Only until midnight? You gotta get some of that blue stuff, then you can go all night :D
It amazes me that people as educated and meticulous as Ann can use a ‘reported’ quote from the Pope, just to get a dig into the Catholic Church, which they don’t take a moment not a moment to research.
The pope cannot say personal ethics are okay with God.
Everything the Church stands for is against coming up with one’s own ethics. The Church serves to tell us what God expects of us; it’s where all those rules, people complain about, come from.
And the Pope cannot just come out with things that pop into his head.
He has a masters in philosophy and a doctorate in theology, both from Catholic institutions. He has been serving faithfully in the priesthood (bishop and cardinal) in union with the popes and has earned the recognition of his obedience to the Church from all of the Cardinals, all over the world, not just the ones from our myopic, liberal western culture in Europe and the United States.
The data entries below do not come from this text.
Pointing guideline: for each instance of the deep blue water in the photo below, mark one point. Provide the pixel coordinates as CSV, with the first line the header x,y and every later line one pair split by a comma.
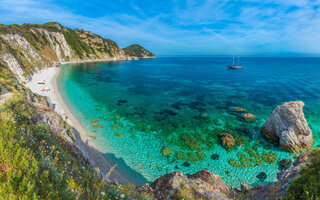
x,y
185,103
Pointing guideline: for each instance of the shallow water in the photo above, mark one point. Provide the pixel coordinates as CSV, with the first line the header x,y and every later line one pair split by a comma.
x,y
185,103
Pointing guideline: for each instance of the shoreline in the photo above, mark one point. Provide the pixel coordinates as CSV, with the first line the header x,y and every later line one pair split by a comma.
x,y
85,143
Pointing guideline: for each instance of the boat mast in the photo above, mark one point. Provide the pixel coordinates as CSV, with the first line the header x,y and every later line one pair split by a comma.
x,y
233,60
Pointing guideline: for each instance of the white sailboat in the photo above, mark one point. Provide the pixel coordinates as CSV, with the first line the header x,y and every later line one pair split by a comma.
x,y
235,66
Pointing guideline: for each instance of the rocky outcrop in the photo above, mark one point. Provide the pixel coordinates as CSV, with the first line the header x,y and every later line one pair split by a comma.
x,y
137,51
201,185
288,126
30,47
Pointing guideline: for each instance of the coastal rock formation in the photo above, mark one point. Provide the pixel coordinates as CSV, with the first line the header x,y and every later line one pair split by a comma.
x,y
288,126
30,47
137,51
227,140
285,163
249,117
201,185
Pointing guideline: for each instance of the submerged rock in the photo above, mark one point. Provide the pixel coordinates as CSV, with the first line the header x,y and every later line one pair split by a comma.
x,y
180,155
215,156
262,176
119,134
92,137
285,163
166,151
238,109
169,112
288,126
249,117
120,102
186,164
201,185
196,156
227,140
205,115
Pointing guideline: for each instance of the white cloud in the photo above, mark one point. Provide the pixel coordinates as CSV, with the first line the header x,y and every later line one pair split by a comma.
x,y
222,26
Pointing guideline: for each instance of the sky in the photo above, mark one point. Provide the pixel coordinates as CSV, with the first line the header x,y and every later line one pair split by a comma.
x,y
185,28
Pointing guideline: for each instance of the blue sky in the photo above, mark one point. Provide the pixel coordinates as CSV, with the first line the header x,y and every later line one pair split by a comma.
x,y
185,28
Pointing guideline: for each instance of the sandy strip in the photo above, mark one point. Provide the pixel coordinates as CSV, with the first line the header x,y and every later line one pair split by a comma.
x,y
96,157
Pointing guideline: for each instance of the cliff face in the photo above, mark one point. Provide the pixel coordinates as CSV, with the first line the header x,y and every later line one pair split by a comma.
x,y
29,47
138,51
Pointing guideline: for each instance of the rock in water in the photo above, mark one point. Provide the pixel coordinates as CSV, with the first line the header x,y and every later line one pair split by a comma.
x,y
227,140
249,117
166,151
215,156
262,176
288,126
201,185
285,163
186,164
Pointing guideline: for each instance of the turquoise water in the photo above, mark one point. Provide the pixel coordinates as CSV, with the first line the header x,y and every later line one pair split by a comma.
x,y
185,103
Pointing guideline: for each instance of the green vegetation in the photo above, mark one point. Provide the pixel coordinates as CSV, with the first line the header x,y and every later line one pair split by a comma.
x,y
36,164
74,40
307,185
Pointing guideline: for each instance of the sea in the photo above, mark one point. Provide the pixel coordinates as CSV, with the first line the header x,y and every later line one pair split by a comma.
x,y
157,116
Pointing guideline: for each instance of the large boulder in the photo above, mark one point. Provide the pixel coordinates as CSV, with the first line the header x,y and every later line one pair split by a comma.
x,y
288,126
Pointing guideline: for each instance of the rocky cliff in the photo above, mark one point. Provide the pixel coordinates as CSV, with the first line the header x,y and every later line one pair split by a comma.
x,y
137,51
29,47
288,126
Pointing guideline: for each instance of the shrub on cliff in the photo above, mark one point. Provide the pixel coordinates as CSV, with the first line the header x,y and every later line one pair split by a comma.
x,y
36,164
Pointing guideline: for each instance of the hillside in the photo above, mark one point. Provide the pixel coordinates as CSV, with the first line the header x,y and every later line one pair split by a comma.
x,y
29,47
138,51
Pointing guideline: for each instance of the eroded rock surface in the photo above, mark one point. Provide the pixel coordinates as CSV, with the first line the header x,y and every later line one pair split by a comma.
x,y
288,126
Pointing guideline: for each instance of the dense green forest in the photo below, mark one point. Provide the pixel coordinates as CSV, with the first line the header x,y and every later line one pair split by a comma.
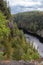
x,y
13,43
31,21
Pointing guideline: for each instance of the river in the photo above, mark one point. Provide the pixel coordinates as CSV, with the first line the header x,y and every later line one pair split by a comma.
x,y
36,43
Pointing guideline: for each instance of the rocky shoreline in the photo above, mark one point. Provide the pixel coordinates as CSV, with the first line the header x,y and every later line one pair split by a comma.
x,y
21,62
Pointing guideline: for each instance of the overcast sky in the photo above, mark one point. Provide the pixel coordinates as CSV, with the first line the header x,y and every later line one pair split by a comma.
x,y
30,4
25,2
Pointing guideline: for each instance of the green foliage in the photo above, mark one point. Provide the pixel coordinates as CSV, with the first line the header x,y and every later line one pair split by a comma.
x,y
5,9
15,47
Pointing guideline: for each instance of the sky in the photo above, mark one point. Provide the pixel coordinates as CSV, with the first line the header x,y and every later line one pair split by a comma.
x,y
27,4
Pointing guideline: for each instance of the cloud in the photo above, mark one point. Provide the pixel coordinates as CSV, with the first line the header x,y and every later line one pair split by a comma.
x,y
24,2
25,5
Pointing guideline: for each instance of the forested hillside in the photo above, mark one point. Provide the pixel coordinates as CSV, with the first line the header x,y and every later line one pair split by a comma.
x,y
31,21
13,43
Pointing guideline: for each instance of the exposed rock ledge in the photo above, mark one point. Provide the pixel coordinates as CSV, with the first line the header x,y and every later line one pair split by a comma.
x,y
21,62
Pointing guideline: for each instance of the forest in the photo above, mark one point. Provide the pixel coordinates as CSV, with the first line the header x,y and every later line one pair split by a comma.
x,y
30,21
13,45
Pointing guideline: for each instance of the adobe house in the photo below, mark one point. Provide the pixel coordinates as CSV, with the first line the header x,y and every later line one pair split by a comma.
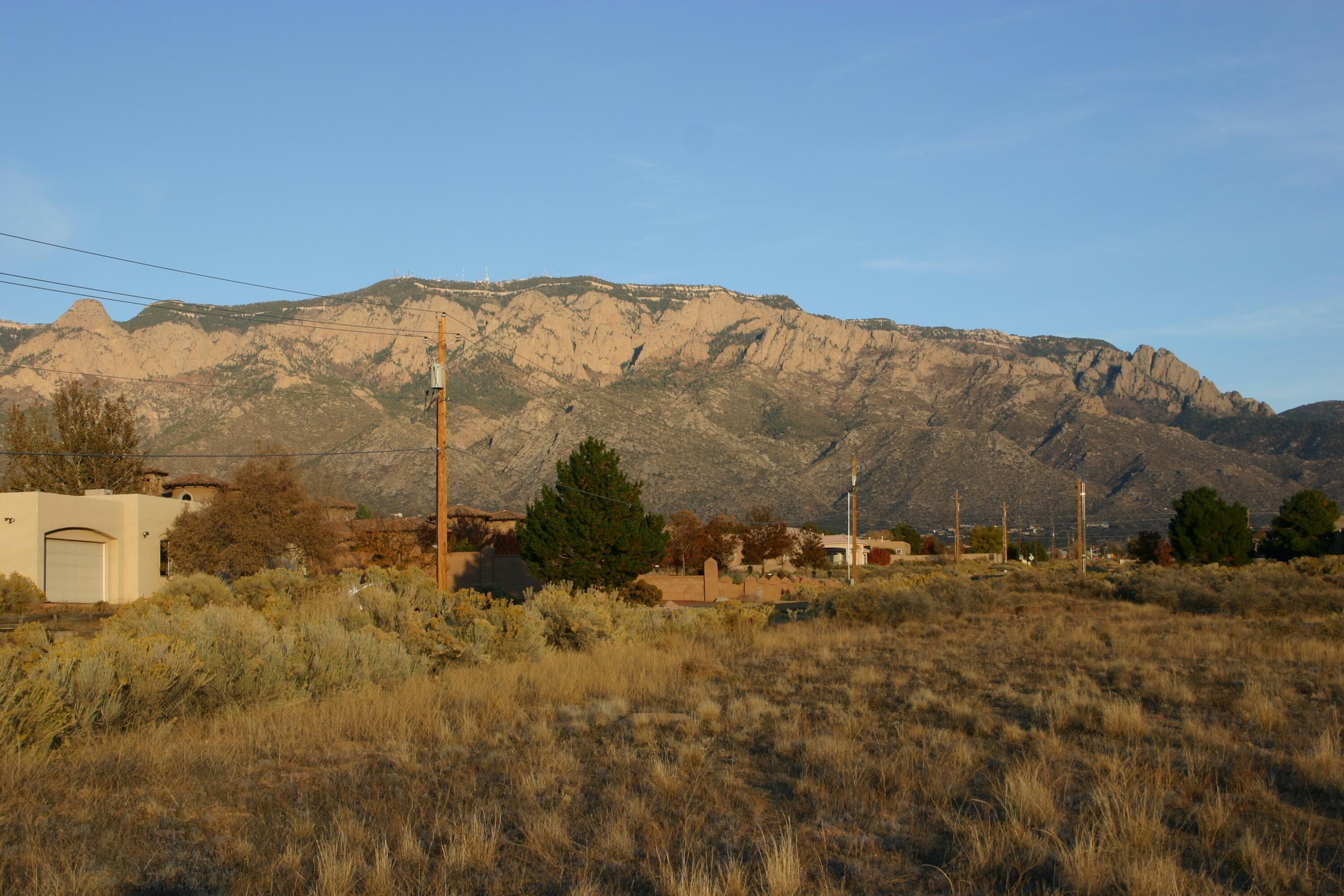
x,y
194,487
838,546
152,481
463,512
339,511
88,548
506,520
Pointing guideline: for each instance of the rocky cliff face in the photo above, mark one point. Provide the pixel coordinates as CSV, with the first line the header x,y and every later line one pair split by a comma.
x,y
718,401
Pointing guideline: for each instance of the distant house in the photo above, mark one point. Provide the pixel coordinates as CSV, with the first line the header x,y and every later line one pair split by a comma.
x,y
194,487
88,548
463,512
506,520
838,546
339,511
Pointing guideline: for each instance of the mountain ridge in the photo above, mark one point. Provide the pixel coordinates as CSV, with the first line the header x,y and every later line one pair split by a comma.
x,y
718,400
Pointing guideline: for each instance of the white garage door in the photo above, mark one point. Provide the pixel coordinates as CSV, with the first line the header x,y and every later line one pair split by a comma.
x,y
74,571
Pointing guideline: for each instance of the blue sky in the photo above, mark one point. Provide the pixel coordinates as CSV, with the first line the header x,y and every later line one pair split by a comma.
x,y
1168,174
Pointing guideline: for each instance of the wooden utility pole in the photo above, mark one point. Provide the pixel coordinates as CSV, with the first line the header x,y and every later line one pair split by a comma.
x,y
854,517
1006,532
956,532
1082,527
441,457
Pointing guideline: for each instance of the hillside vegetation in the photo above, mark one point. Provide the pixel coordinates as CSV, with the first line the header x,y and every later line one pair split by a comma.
x,y
921,732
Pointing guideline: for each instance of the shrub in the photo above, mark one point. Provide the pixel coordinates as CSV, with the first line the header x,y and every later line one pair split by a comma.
x,y
476,628
198,589
33,714
643,593
276,589
19,594
874,603
1271,589
573,620
332,659
733,616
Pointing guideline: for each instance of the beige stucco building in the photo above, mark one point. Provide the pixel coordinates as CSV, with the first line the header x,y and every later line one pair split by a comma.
x,y
194,487
88,548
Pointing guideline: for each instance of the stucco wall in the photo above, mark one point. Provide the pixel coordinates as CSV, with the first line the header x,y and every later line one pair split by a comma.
x,y
121,521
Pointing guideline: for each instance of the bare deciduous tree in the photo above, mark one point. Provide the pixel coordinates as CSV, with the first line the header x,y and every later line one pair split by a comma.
x,y
49,444
264,519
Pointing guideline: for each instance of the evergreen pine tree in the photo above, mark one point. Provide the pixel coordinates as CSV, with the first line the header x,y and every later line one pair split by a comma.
x,y
1304,527
1209,530
592,528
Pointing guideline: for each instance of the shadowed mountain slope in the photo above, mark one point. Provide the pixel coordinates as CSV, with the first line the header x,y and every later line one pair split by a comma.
x,y
718,401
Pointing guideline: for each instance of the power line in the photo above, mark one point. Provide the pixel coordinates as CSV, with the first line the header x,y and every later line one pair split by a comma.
x,y
159,382
166,457
175,271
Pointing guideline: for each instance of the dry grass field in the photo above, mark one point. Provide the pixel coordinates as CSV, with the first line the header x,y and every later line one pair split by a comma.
x,y
1023,739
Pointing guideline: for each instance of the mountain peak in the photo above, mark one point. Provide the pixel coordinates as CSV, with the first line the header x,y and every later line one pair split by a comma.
x,y
86,314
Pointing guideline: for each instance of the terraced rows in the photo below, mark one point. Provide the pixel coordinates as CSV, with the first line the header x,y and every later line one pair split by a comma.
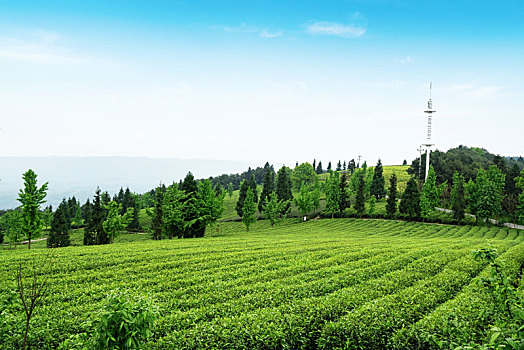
x,y
326,284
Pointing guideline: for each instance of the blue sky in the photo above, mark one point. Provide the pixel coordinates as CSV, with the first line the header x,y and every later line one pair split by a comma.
x,y
259,80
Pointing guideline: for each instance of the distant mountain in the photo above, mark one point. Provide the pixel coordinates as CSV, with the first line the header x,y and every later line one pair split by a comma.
x,y
79,176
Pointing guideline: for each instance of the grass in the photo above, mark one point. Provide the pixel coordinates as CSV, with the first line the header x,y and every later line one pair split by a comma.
x,y
291,286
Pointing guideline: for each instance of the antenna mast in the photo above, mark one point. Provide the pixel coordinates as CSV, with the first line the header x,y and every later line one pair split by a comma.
x,y
428,144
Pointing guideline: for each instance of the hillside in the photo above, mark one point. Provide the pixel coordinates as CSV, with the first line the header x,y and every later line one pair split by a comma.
x,y
314,284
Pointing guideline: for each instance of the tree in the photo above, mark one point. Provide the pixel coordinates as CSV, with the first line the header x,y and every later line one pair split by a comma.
x,y
94,231
304,173
268,187
410,203
458,201
158,213
360,200
173,206
332,189
31,198
345,199
430,194
391,206
60,228
244,189
378,188
248,210
274,209
211,202
308,199
116,223
283,187
319,169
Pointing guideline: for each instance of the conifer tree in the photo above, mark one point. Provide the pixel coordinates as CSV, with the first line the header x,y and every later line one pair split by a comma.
x,y
410,203
319,169
458,202
268,187
248,210
332,189
283,186
31,198
391,206
60,226
378,188
360,200
244,189
345,199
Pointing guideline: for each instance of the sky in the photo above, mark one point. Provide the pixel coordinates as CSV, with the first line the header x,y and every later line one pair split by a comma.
x,y
257,81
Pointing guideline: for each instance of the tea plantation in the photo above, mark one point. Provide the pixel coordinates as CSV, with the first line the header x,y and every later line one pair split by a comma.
x,y
327,284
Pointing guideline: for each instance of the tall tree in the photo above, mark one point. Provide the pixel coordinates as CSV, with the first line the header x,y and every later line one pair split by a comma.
x,y
283,186
378,187
430,194
172,212
248,210
458,201
345,198
60,228
31,197
319,169
268,187
391,206
410,203
332,189
360,200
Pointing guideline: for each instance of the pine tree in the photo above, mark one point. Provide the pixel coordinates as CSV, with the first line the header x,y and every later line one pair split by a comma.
x,y
60,227
378,188
458,203
332,189
283,186
31,198
319,169
345,199
391,206
268,187
360,200
410,203
248,210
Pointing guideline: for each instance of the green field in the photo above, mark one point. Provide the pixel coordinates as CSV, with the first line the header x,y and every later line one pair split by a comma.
x,y
327,284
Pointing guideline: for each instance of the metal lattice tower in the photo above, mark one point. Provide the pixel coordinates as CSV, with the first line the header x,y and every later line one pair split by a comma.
x,y
428,144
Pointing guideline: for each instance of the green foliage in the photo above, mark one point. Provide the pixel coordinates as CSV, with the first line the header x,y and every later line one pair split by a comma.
x,y
378,188
304,173
332,190
249,210
31,197
458,200
360,200
308,199
275,210
125,322
391,206
114,222
410,203
60,228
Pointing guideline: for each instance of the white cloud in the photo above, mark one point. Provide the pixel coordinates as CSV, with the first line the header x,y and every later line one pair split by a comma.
x,y
267,34
337,29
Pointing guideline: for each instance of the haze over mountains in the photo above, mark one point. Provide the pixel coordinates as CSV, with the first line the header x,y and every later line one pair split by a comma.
x,y
80,176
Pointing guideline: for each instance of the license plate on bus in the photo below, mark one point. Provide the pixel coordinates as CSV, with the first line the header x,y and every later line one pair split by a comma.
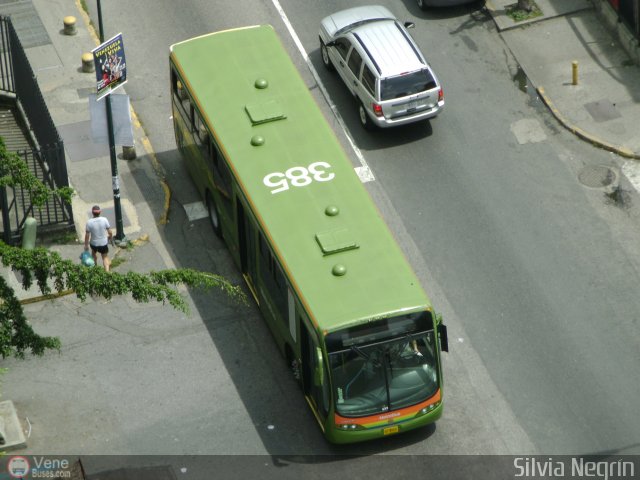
x,y
390,430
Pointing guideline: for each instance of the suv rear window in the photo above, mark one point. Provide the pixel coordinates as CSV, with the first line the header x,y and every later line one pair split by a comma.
x,y
406,84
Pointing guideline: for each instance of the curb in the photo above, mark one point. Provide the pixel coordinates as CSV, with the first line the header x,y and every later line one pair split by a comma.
x,y
594,140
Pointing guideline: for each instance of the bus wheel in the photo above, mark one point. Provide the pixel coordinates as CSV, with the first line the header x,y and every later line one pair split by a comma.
x,y
364,117
326,61
214,216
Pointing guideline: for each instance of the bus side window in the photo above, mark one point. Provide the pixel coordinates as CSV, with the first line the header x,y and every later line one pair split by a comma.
x,y
309,350
221,174
201,135
273,280
181,98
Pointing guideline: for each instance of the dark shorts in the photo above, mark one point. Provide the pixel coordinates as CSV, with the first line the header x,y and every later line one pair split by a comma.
x,y
101,249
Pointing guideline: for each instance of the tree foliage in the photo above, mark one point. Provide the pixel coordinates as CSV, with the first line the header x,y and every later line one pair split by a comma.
x,y
50,273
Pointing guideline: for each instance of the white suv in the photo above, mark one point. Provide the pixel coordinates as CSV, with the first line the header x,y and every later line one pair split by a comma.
x,y
381,65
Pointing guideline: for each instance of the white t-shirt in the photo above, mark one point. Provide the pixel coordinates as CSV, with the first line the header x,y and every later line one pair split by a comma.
x,y
98,226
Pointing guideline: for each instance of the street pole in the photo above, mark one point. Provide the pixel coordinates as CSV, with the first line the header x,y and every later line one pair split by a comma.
x,y
115,182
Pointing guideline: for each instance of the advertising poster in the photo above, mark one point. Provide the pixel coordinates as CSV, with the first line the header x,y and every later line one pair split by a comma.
x,y
111,67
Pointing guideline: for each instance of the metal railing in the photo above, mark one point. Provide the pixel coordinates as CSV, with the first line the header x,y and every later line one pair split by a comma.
x,y
46,160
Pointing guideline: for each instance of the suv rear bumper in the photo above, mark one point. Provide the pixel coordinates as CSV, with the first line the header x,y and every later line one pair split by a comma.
x,y
384,122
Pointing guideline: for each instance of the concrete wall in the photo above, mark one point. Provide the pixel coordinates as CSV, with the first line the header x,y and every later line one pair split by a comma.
x,y
626,37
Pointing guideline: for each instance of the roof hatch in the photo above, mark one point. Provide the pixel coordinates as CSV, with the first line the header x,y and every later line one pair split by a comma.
x,y
334,241
264,112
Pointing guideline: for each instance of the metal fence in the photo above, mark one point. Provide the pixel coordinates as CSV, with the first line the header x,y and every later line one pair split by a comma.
x,y
46,160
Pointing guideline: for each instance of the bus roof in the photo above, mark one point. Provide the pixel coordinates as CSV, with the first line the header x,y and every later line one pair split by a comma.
x,y
226,73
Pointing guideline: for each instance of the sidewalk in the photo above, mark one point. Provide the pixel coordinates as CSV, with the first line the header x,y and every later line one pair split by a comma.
x,y
604,107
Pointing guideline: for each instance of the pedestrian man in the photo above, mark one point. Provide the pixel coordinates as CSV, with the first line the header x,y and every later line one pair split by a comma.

He cannot and could not just come up with some wacky dogma and if he did, under some kind of character altering event like out of the result of a head injury, it could not be counted as dogma, much, much more certainly than Obama cannot mess around with our constitution.
The press, as Ann seems to forget, certainly can misquote the Poe, and misrepresent the Church, and does so on a regular basis, more consistently than they do republicans and conservatives in this country.
She is acting like a headline reader. A low information voter.
Just prior to reading this piece, I was in the kitchen reminiscing about a conversation we had with a houseguest, a friend of the family who had just graduated from law school, getting settled in town.
Ann was on the radio, and I was straining to hear. The kids asked, ‘who is that talking?’
I told them. They wanted to know what she talked about, what was her gig.
I said, ‘she has some good ideas’. They asked if she was nice, like ... and named a few pundits.
My guest said, ‘only if you agree with her’.
I didn’t like to hear it. But couldn’t argue.
Lately she’s been out and talking - Red Eye- I was just thinking how I’m glad I don’t feel that way about her any more. I want to like her.
I take it right back.
This slam at the Pope is un-researched, at the level of a bad ninth grade paper and it is unnecessarily simply nasty.
And it is certainly, verifiably, untrue.
Glad to see that others are coming around to this point of view.
WWWWD?
Great ending to a great show....
“I dunno... I’ve never watched it either. I’ve heard it’s about some high school chemistry teacher who loses his job so he becomes a meth maker and dealer.”
He didn’t lose his job. He finds out he has lung cancer, and decides he needs to provide for his family because the bills are skyrocketing and he is afraid by the time he dies his family will be bankrupt. His brother in law is a DEA agent, so he sees first hand how much money is involved in meth, and he believes he can simply make a few batches before getting caught before he dies, and make enough to set the family up for life. He believes he can get away with it since he has so little time. He also has a little of a pride issue as he somehow got screwed out of a very profitable business earlier in his career, so he believes he should be rich anyway.
So, he gets into cooking meth, and from the very first cook,things go horrifically awry, and he is forced to do some very horrific things. The more horrific things he does, it becomes easier to do horrific things again as he becomes desensitized to them. Also, his product, is unprecedented in its quality and purity, which feeds his pride. We watch, an originally sympathetic character fall ever deeper into the abyss and watch as his choices destroy first himself, and then his entire family (the very things he was trying to protect). At the end of the fall, he is almost pure evil. And every single thing he had previously chrerished is utterly and irrevocably destroyed.
It is raw, violent, and at times brutal, but if you have a strong stomach, it is pretty much a classic greek tragedy to the nth degree written for the modern times.
Have you ever watched Sons of Anarchy? It’s pretty entertaining, and the writer doesn’t shy away from killing main characters.
I liked Nike. But that scene is a lesson it writing.